Interpellé par un membre du public qui l’exhortait à «condamner le génocide à Gaza», lors d’un concert solo à Melbourne (Australie), le 30 octobre 2024, Thom Yorke n’a brisé le silence que le 30 mai 2025. Dans une publication partagée sur Instagram et teintée de remords, le musicien britannique a condamné «Netanyahou et sa bande d’extrémistes» et pressé la communauté internationale de «stopper le massacre», sans oublier de rappeler la responsabilité du Hamas et le sort des otages israéliens. Il y distingue les populations et leurs dirigeants «qui se cachent derrière la souffrance de leur peuple». Dans «The Gloaming», ne chantait-il pas déjà: «Des meurtriers, voilà ce que vous êtes, nous ne sommes pas comme vous»?

Si Ed O’Brien, guitariste de Radiohead, reprend désormais le slogan «Free Palestine», le refus de la «polarisation délibérée» affiché par l’auteur de «Karma Police» (OK Computer, 1997) est d’autant moins compris par une partie du public que certaines de ses prises de position passées semblent, à tort ou à raison, vouloir dire le contraire.

Un «militantisme allégorique»

Y aurait-il un malentendu? Bien que le rock alternatif soit implicitement associé au militantisme, Radiohead n’est pas un groupe militant. Les protest songs? Trop risquées ou ennuyeuses. Adeptes des diagnostics plutôt que des réponses faciles, les Anglais privilégient ce que Michel Delville, auteur du livre Radiohead OK Computer (2015), nomme le «militantisme allégorique».

En témoigne l’artwork de Hail to the Thief, réalisé par le graphiste anglais Stanley Donwood. Cocréateur de l’univers visuel du groupe avec Thom Yorke, l’artiste s’est inspiré de la saturation publicitaire des rues de Los Angeles pour peindre des cartes routières qu’il a remplies de mots picorés dans les textes de Thom Yorke: «vote rigger» («vote truqué»); «child killer» («tueur d’enfant»); «grand guignol»…

Brief guide/explanation to the HTTT era artwork series
byu/italox inradiohead

Hormis la carte de la Cité des Anges, celles de Bagdad (Irak), Kaboul (Afghanistan) ou Grozny (Tchétchénie) renvoient toutes aux guerres «contre le terrorisme». Et rappellent inévitablement les conflits actuels.

Derrière cette démarche, «il y a l’idée de neutraliser les mots, […] de dire: “C’est juste du papier peint, juste du bruit, c’est multicolore, ça brille et je ne fais que passer devant”», expliquait Thom Yorke en août dans une interview accordée à BBC Radio 6 Music.

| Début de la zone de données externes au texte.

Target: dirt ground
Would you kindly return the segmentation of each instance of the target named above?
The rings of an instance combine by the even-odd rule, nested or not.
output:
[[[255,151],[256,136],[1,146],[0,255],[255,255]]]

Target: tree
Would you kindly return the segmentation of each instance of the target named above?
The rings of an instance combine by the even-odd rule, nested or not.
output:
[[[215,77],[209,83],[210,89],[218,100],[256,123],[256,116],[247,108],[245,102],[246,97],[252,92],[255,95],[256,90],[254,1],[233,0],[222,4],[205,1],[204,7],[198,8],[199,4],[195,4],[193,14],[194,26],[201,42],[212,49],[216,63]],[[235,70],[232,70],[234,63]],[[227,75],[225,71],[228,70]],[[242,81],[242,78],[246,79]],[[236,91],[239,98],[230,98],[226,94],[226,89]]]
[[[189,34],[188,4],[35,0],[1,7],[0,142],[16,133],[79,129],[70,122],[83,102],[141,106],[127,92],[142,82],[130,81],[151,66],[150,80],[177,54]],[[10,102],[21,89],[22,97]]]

Connaissant la valeur musicale et thématique du bruit dans l’univers de Radiohead, on se dit que Hail to the Thief n’en a pas fait beaucoup pour rien.

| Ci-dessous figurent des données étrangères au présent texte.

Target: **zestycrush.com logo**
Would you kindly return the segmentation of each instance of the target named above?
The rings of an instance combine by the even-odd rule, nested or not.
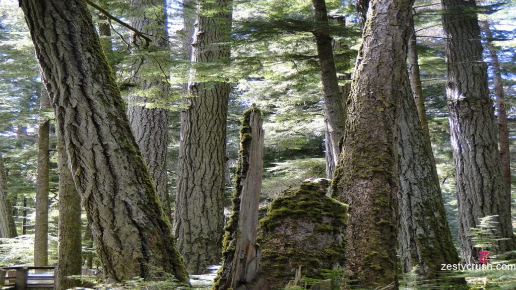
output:
[[[441,264],[442,270],[465,271],[471,270],[514,270],[514,264],[495,264],[490,263],[489,257],[491,253],[487,251],[478,252],[478,263],[475,264]]]

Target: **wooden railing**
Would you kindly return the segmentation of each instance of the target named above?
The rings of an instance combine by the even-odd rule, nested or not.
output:
[[[0,267],[0,288],[26,290],[54,289],[56,267],[13,266]],[[95,275],[92,269],[82,269],[83,276]]]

Hail to the Thief (Live Recordings 2003-2009), sortie physique le 31 octobre 2025. Radiohead sera en tournée à travers l’Europe du 4 novembre au 12 décembre 2025: Madrid (4, 5, 7 et 8 novembre), Bologne (14, 15, 17 et 18 novembre), Londres (21, 22, 24 et 25 novembre), Copenhague (1er, 2, 4 et 5 décembre) et Berlin (8, 9, 11 et 12 décembre).